Sinn Fein: Deal could be done in the next 24 hours - but party will not compromise on a compromise
Sinn Fein have said a deal can be done in the next 24 hours but stated they will not compromise on a compromise - as intensive talks resume at Stormont.
Following the collapse of the previous round of talks last week, the Northern Ireland Office invited the parties back for "intensive talks".
Speaking afterwards Sinn Fein MLA John O'Dowd said a deal can be done this week as they have been done in the past.
He said: "We have spent the day engaging with the two governments and other political parties.
"The issues and challenges have not changed.
"We need implementation of previous agreements. If we can succeed in the implementation of previous agreements then we can move forward."
"We have come together.
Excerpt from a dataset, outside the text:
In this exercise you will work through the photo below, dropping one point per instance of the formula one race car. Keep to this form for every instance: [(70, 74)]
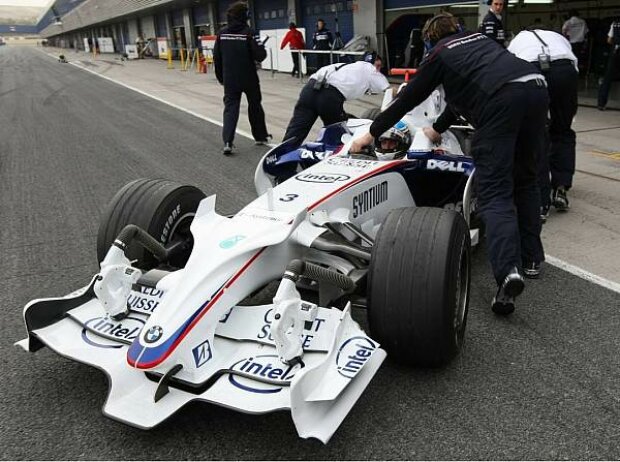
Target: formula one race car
[(172, 316)]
There hasn't been sufficient movement we have not had acknowledgement from the DUP and others that there will be implementation of previous agreements.
"We haven't had enough movement."
When asked if a deal could be done this week, Mr O'Dowd said it could be done in the next 24 hours.
"A deal can be done this week, it can be done in the next 24 hours and an Executive formed by Wednesday and government reconstituted and we can move on.
DUP press conference live from StormontPosted by Belfast Telegraph on Monday, April 3, 2017
"All these things are doable because we've agreed to them in the past through the compromises and all hard work that has been done let's move forward to implementation."
He added: "You can't compromise on a compromise, we've already compromised to ensure agreements in the past move forward.
"Let's move forward."
DUP leader Arlene Foster said: "From our perspective they [Sinn Fein] have always said it is about implementing past agreements... there have been new elements introduced to these negotiations. "
Earlier Ms Foster said a meeting with party leaders was constructive.
"We instigated a round-table of the five main party leaders, that was a constructive engagement. There is a very short window here. We need to get down and deal with the issues that people are talking to us about."
Secretary of State James Brokenshire had faced criticism for his handling of the last phase of talks, which didn't stage one round-table session.
Mr O'Dowd said the talks were largely being chaired by the head of the Civil Service.
He said that when it comes to legacy issues they will deal with who will chair those talks at the time.
He added: "We will cross that bridge when we come to it."
SDLP leader Colum Eastwood struck a positive note about the new process, insisting the opening day was a "step in the right direction".
"The meeting of the five party leaders this afternoon was a constructive beginning to the new phase of the talks," he said.
"It's critical that all parties are at the table if we're to create the conditions for forming an inclusive powersharing Executive."
Ulster Unionist negotiator Tom Elliott said his party wanted to make the process work but warned he and his colleagues would not be "taken for granted".